@hiskennyness all very interesting. ive personally been refreshed the last year working in a bigger community (R), which i imagine is kind of similar to JS world in that individual programming experience approaches zero since the community is growing so fast
and so there are plenty of opportunities to foist weird ideas 😬
@thedavidmeister And now all the React+Redux people have to switch to Relay/GraphQL. What happened to “we do not tell you how to manage state”? I am also hearing interesting noises about not allowing business logic on the client. Is Facebook about to discover Rails? btw, server-side everything is how I got started in web programming, with Common Lisp driving qooxdoo. There’s nothing new under the sun.
hmmm
i'm looking at less server >.<
i'm just contrary
i guess in a sense the whole SPA thing is an efficiency hack... reduce latency by reducing server/client interaction to business-level protocol
hmm
i feel like server is a hack
because our "web" doesn't have a good p2p model yet
seems like the applicability of p2p depends on the type of app
maybe?
like in amazon's case... there's really only one source of truth about how many copies of a book they have in the warehouse
Ah, but as we data flowers know, the point sensitivity lets us minimize round trips. But yeah, no round trips has an edge.
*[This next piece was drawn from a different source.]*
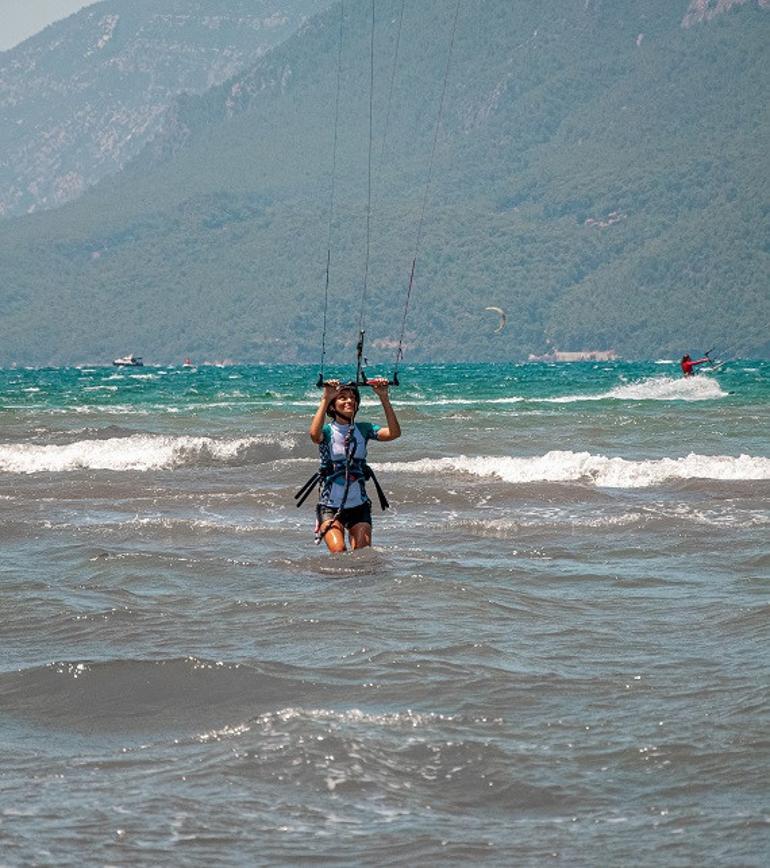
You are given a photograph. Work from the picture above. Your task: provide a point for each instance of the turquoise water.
(556, 647)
I think “business logic on the client” is just another hogoblin to scare the kiddies, myself. The app is gonna go somewhere, and wherever it goes I control the code.
but why does amazon need a server with business logic to store data about the number of books they have?
i guess there is a category of things you cant do without building state javascript. like autocomplete. and so it would require changes to the browser model to remove all js/state from the client
“Minimize” is the wrong word. We get more roundtrips but with tiny payloads.
totally
there's things that you need "client" for
@thedavidmeister because only they know when books have been shipped, and shipping is transactional
the list of things you need "server" for gets a little shorter every year
that's just auth logic though
and yes, i agree that currently auth is something servers are still needed for
i can imagine an applicaiton-level http reverse proxy tracking sessions and sending structural diffs at the http level, with some kind of browser support
and all the session state is in a server-side db, with something like lambda functions doing the logic
i can imagine FB et al wanting to do this to be able to ship very minimal clients. so they don't need to worry as much about updating apps
not that this would be good for every app tho. since supporting the idea requires buy-in across every level
vs. the current spa situation which is, we need an http server that can send and receive json
this is something being worked on though
did you see my article on holochain?
they're looking at spas that are less server-y
i imagine things like webassembly will bring new stuff too
waves hands
if your SPA framework has to retreat to the server to get shit done, that's not the best sign 😕
oh, i'm not saying we should do like they're doing lol
just that the economies of FB and goog are weird and inscrutable. but if i try hard i feel like i can imagine why they would be doing things
haha yeah
webcomponents btw
so weird
they still claim they're the future but the spec has been in turmoil for many years now
honestly i'm pretty happy
i have an abstraction for the DOM that looks like HTML
the turmoil stresses me out
yeah what we have was and is still really good i think
not stressin' either 😄
FOMO
i learned this recently, it's the term lol
am i supposed to be learning a new framework or programming paradigm right now
oh yes i know all about FOMO haha
i'm too old to be relearning basic HTML every year 😞
but i get FOMO for other things for sure
I think I have proven that they can shut down the Web components initiative. That was looking a tad scary/convoluted. Just Write Functions(tm)!